L'Agence des infrastructures du transport du Québec est la pierre d'assise du changement de culture que souhaite instaurer le ministre des Transports, Sylvain Gaudreault, pour l'entretien du réseau routier et la gestion des chantiers.

À Montréal, devant l'Association québécoise des transports, le ministre a estimé, vendredi, que ce projet de loi 68, déposé en décembre dernier, est le «pas en avant» pour exercer un contrôle plus serré des coûts en plus de limiter l'influence du politique.

«J'ai décidé qu'il était terminé le temps où l'on misait sur l'enthousiasme et sur les bouts de route pour gagner des élections, a-t-il dit dans son discours. Ce syndrome du kodak, surtout quand la période électorale approche.»

Cette agence, qui se verrait confier les mandats de gestion et de réalisation des infrastructures routières, de «l'appel d'offres jusqu'à la coupure du ruban», serait «indépendante» du ministère des Transports, a assuré M. Gaudreault.

Le transfert de ces responsabilités signifierait cependant que près de 90 % des quelque 6500 employés actuels du ministère des Transports (MTQ) seraient transférés vers l'Agence des infrastructures du transport.

Cela ne signifierait pas la disparition du ministère, selon M. Gaudreault, dont la mission serait de déterminer les «grandes orientations en matière de transport» pour la province.

Par ailleurs, cette agence ne serait pas soumise à la Loi sur la fonction publique, ce qui lui procurerait davantage de souplesse pour l'embauche et la rémunération des employés.

«L'agence va pouvoir concurrencer les conditions de travail du secteur privé, a souligné M. Gaudreault. Cela va augmenter notre capacité à attirer des employés en plus de les maintenir dans l'administration publique.»

Malgré une certaine indépendance, cette agence demeurerait imputable auprès du MTQ, du gouvernement ainsi que de l'Assemblée nationale, a expliqué M. Gaudreault.

«Elle devra notamment déposer son plan stratégique annuel de gestion, a-t-il souligné. Le vérificateur général aura la charge de vérifier les comptes de l'agence annuellement et à chaque fois que le gouvernement le jugera nécessaire.»

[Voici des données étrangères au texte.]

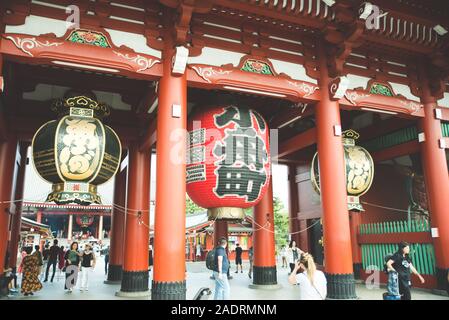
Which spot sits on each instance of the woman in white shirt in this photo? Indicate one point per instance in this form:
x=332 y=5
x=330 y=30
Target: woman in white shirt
x=293 y=254
x=312 y=282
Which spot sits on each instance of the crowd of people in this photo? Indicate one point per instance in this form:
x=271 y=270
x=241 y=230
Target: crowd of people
x=37 y=264
x=311 y=282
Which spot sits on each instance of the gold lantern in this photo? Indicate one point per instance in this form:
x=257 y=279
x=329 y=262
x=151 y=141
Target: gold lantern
x=359 y=167
x=77 y=152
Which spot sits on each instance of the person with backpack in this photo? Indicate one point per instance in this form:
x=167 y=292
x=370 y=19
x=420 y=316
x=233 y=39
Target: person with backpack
x=221 y=268
x=312 y=282
x=251 y=259
x=293 y=253
x=401 y=263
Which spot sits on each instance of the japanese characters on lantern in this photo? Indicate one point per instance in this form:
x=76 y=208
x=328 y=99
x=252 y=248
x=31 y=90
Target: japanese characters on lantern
x=77 y=152
x=228 y=160
x=359 y=167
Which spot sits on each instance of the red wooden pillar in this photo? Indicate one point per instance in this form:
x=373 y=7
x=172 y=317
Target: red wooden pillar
x=294 y=205
x=17 y=218
x=355 y=221
x=264 y=244
x=220 y=231
x=337 y=236
x=437 y=181
x=135 y=257
x=169 y=234
x=8 y=151
x=118 y=223
x=39 y=217
x=303 y=241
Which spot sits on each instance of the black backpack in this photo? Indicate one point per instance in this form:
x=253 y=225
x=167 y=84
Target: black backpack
x=387 y=258
x=210 y=260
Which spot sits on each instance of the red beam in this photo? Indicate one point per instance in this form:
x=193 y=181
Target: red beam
x=400 y=150
x=291 y=115
x=444 y=114
x=3 y=127
x=150 y=136
x=383 y=127
x=298 y=142
x=410 y=237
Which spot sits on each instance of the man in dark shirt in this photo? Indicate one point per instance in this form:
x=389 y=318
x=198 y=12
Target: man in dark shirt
x=52 y=259
x=222 y=289
x=402 y=264
x=238 y=258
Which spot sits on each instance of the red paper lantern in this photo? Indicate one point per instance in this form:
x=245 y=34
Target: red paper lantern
x=228 y=160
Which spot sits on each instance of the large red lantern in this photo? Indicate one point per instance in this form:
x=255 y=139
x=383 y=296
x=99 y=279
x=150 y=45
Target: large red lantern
x=228 y=160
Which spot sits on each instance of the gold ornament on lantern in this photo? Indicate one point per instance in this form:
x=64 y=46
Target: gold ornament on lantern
x=359 y=167
x=77 y=152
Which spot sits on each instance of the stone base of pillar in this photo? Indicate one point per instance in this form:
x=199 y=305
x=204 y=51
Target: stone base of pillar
x=134 y=284
x=264 y=276
x=357 y=270
x=442 y=282
x=168 y=290
x=341 y=286
x=114 y=274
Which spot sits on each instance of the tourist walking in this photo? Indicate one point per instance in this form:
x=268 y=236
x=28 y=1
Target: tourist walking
x=37 y=252
x=72 y=258
x=30 y=269
x=106 y=260
x=284 y=256
x=221 y=264
x=52 y=260
x=238 y=258
x=312 y=282
x=293 y=254
x=150 y=257
x=251 y=259
x=402 y=264
x=87 y=265
x=45 y=255
x=198 y=252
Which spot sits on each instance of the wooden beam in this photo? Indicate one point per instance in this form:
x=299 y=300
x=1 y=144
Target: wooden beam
x=291 y=115
x=297 y=143
x=400 y=150
x=150 y=137
x=384 y=127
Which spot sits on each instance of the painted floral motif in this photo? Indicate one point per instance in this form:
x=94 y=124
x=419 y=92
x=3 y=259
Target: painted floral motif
x=28 y=44
x=353 y=96
x=257 y=66
x=307 y=89
x=412 y=106
x=143 y=62
x=206 y=73
x=378 y=88
x=89 y=37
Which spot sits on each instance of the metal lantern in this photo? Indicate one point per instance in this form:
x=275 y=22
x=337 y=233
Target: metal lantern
x=77 y=152
x=228 y=165
x=84 y=220
x=359 y=167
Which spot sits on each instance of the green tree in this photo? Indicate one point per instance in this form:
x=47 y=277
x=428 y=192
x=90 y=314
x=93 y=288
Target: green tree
x=280 y=223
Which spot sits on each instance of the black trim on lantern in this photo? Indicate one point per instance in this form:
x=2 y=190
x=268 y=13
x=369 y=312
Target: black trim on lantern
x=441 y=275
x=115 y=272
x=264 y=275
x=357 y=270
x=168 y=290
x=341 y=286
x=134 y=281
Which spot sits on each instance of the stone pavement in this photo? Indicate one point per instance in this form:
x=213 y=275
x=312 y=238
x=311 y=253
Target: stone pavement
x=198 y=277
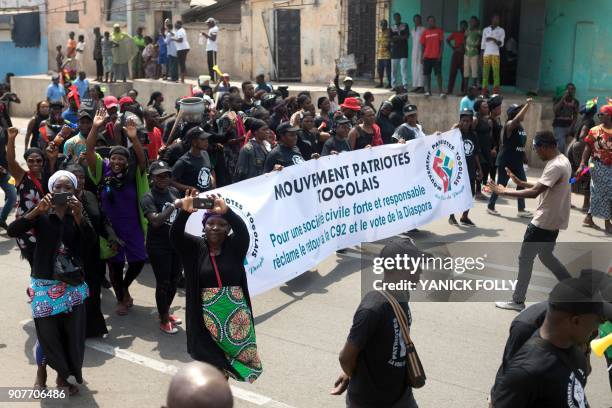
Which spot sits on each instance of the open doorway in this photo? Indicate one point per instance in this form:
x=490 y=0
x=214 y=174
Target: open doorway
x=509 y=12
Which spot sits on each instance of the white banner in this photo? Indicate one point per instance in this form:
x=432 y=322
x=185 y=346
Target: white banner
x=299 y=216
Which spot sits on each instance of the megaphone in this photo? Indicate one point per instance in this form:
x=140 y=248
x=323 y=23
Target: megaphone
x=218 y=70
x=599 y=346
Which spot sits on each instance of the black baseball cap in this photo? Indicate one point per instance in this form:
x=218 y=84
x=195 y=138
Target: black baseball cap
x=409 y=109
x=196 y=133
x=466 y=112
x=495 y=101
x=159 y=167
x=578 y=296
x=84 y=114
x=342 y=120
x=285 y=127
x=513 y=108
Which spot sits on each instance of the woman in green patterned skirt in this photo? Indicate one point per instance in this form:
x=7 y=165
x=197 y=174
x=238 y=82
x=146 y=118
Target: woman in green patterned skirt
x=220 y=327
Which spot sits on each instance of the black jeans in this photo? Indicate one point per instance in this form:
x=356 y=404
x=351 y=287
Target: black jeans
x=502 y=178
x=99 y=68
x=384 y=65
x=537 y=242
x=120 y=282
x=167 y=269
x=211 y=56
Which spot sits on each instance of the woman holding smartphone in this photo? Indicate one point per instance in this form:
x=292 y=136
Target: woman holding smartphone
x=158 y=207
x=220 y=326
x=57 y=289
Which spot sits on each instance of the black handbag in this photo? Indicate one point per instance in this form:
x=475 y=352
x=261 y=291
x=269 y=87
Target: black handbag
x=66 y=268
x=415 y=374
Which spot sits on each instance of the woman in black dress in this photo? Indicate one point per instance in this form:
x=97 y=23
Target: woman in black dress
x=64 y=238
x=94 y=264
x=214 y=272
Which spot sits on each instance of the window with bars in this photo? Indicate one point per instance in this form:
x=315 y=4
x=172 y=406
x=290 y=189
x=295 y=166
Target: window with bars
x=445 y=11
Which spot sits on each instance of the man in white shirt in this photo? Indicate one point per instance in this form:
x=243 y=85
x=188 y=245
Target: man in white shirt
x=172 y=59
x=211 y=46
x=418 y=81
x=492 y=40
x=182 y=47
x=553 y=192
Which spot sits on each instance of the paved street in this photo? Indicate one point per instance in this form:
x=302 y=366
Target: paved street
x=300 y=327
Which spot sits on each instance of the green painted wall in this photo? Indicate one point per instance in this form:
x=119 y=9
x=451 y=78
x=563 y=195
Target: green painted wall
x=577 y=47
x=408 y=8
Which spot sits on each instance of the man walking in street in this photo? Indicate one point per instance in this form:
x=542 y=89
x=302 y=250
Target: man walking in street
x=492 y=40
x=566 y=114
x=383 y=53
x=211 y=46
x=550 y=369
x=374 y=357
x=432 y=42
x=417 y=55
x=399 y=53
x=552 y=214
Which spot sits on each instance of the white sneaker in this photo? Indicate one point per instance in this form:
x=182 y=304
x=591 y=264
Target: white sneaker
x=519 y=307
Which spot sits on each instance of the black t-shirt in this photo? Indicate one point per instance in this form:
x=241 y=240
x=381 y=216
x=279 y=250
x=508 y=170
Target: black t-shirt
x=537 y=377
x=380 y=377
x=399 y=47
x=471 y=147
x=284 y=156
x=156 y=201
x=512 y=149
x=194 y=171
x=521 y=329
x=335 y=144
x=308 y=143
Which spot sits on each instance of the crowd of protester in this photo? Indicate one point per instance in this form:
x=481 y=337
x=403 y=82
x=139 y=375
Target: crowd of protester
x=109 y=182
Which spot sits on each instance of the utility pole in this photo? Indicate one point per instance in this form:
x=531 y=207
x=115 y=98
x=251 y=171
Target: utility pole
x=131 y=15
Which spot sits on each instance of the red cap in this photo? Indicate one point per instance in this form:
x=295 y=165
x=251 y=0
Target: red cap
x=606 y=110
x=351 y=103
x=124 y=100
x=110 y=102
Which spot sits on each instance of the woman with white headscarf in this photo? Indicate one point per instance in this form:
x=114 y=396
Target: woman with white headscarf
x=58 y=290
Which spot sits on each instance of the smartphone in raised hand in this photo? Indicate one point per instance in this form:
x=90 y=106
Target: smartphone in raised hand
x=203 y=203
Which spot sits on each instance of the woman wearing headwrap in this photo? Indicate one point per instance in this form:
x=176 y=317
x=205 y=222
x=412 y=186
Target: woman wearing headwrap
x=220 y=326
x=95 y=262
x=122 y=182
x=599 y=149
x=30 y=184
x=57 y=292
x=576 y=148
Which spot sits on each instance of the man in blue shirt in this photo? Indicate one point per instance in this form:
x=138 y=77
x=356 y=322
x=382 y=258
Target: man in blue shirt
x=55 y=92
x=467 y=102
x=82 y=85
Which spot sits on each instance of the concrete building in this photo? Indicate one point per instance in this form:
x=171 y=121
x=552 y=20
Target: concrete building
x=23 y=43
x=558 y=41
x=81 y=17
x=294 y=40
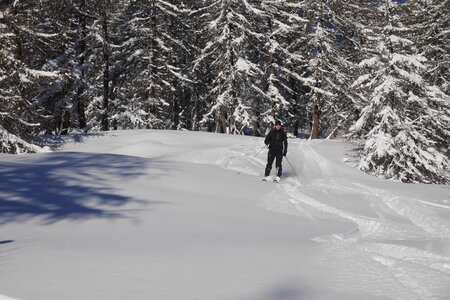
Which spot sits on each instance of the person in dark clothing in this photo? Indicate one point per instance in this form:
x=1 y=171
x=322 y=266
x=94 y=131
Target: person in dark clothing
x=277 y=142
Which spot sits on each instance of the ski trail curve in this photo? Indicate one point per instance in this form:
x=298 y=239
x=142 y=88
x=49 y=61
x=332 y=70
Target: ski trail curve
x=390 y=229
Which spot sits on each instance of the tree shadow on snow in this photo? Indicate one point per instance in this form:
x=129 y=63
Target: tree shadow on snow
x=66 y=185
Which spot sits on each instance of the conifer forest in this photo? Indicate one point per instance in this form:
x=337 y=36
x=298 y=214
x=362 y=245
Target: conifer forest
x=375 y=72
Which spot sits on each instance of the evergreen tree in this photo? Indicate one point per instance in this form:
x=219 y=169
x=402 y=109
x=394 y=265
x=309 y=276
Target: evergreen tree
x=22 y=74
x=400 y=126
x=285 y=67
x=229 y=33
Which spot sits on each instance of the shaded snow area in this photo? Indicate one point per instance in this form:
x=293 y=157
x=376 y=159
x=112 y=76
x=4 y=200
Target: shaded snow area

C'est un conseil d'administration pouvant atteindre 13 membres, choisis sur la base de compétences très strictes, selon M. Gaudreault, qui sera chargé de diriger l'agence.

«Le C.A. sera formé de deux tiers de membres indépendants, de représentants de l'Ordre des ingénieurs du Québec et de l'Ordre des comptables professionnels agréés du Québec», a dit M. Gaudreault.

Ce dernier a réitéré sa confiance envers les conseils d'administration indépendants, même si certains, comme celui du CHUM et de Tourisme Montréal, ont défrayé la manchette pour les mauvaises raisons récemment.

«Il peut y avoir eu des dérives malheureuses, je suis le premier à le dénoncer, affirmé le ministre, après son allocution. Inspirons-nous de cette histoire récente pour faire mieux et se donner des balises.»

En dépit d'un processus de sélection plus «strict» des membres du conseil d'administration, c'est quand même le conseil des ministres qui donnerait son aval à la nomination de son président-directeur général, a reconnu M. Gaudreault.

Cette disposition inquiète particulièrement le Syndicat de la fonction publique et parapublique du Québec, qui a manifesté devant l'hôtel dans lequel M. Gaudreault a prononcé son allocution.

«Les conseils d'administration sont composés de nominations et si on regarde au Parti libéral du Québec (PLQ), il y en a eu des centaines sous ce règne, a souligné la deuxième vice-présidente du syndicat, Denise Boileau, en entrevue. Le Parti québécois a aussi commencé à en faire.»

L'avenir du projet de loi 68 est toutefois incertain puisque le gouvernement Marois, minoritaire, aura besoin de l'appui du PLQ ou de la Coalition avenir Québec - déjà contre l'initiative - afin qu'il soit adopté.

Cette situation à l'Assemblée nationale n'a cependant pas semblé déranger le ministre des Transports.

«Si on fait un vote un jour pair, je pense que la CAQ va voter avec nous, a laissé tomber M. Gaudreault. Du côté du PLQ, je n'ai pas entendu de position aussi ferme (que celle de la CAQ). Je pense que du côté des libéraux ce n'est pas perdu.»

Les libéraux ne ferment pas la porte à ce projet de loi, mais ils estiment qu'il faudra étudier plusieurs dispositions en commission parlementaire, a expliqué leur porte-parole en matière de transports, David Heurtel.

«Il faudra démontrer comment les coûts seront contrôlés et comment l'ajout d'une structure additionnelle va créer un avantage en ce qui a trait à la rigueur financière», a-t-il dit lors d'un entretien.